Amaç:
Türkiye’de son yıllarda beyin ölümü teşhisi ve organ bağışını arttırmak amacıyla teşhis yöntemlerindeki değişiklikleri de kapsayan pek çok yeni uygulama yapılmasına rağmen bunların etkileri ile ilgili bilgilerimiz sınırlıdır. Bu çalışmanın amacı İzmir’de organ bağışının mevcut durumunu anlamak ve yeni düzenlemelerin beyin ölümü teşhisi ve organ bağışı üzerinde herhangi bir etkisi olup olmadığını öğrenmektir.
Gereç ve Yöntem:
Bir üçüncü basamak üniversite hastanesinde Ocak 2001 ve Aralık 2016 arasındaki beyin ölümü teşhisi konan tüm hastalar, hasta verileri, organ nakli durumu tıbbi kayıtlardan elde edildi.
Bulgular:
Çalışma süresince beyin ölümü teşhisi konan 303 hasta mevcuttu.

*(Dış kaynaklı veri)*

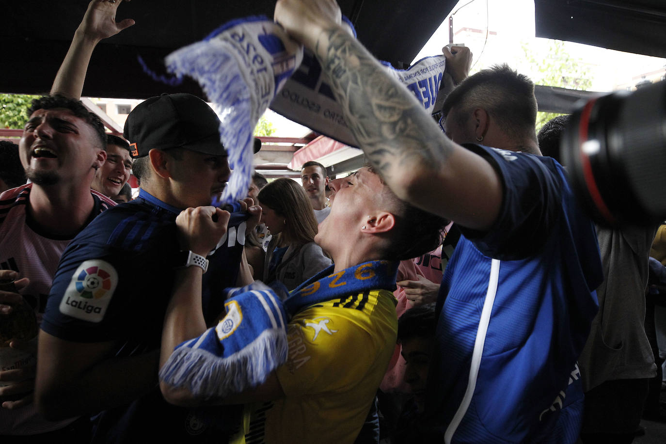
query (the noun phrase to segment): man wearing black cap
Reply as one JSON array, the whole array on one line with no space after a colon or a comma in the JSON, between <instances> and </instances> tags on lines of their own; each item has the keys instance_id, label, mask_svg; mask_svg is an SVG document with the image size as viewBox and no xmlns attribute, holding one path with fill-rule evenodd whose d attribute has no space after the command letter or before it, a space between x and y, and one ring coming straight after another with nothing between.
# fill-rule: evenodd
<instances>
[{"instance_id":1,"label":"man wearing black cap","mask_svg":"<svg viewBox=\"0 0 666 444\"><path fill-rule=\"evenodd\" d=\"M228 235L207 259L180 251L174 224L182 210L210 205L224 188L230 170L219 124L188 94L137 106L124 136L139 197L96 220L63 255L40 333L36 399L47 417L105 411L95 441L219 437L151 391L172 270L205 270L210 260L202 300L208 322L222 312L222 290L238 281L246 214L231 215Z\"/></svg>"}]
</instances>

Pediatrik grupta (n=42) en çok görülen teşhis travmatik beyin hasarıydı (%42,9). Bu hastalardan 12 hasta (%28,6) donör oldu. Yetişkin hasta grubunda (n=261) en sık görülen teşhis intrakraniyal kanamaydı (%39,8) ve 97 hasta (%37,2) donör olmuştu. beyin ölümü teşhis hızı yıllar içerisinde artmıştı (yasal düzenlemeden sonra %0,59’dan %0,67’ye yükselmişti), ancak organ nakil hızında artış yoktu (düzenlemeden önce %39,5, düzenlemeden sonra %26,5). Organ nakli yapılamamasının en sık görülen sebebi hem pediatrik, hem de yetişkin hasta grubunda hasta yakını reddiydi (pediatrik %83,3, yetişkin %86,6).
Sonuç:
Çalışma İzmir’de beyin ölümü teşhisinin yıllar içerisinde artmasına rağmen organ naklinin hala düşük kaldığını göstermektedir. Farkındalığı arttıracak ve organ nakline bakışı değiştirecek yeni stratejiler en kısa zamanda planlanmalıdır.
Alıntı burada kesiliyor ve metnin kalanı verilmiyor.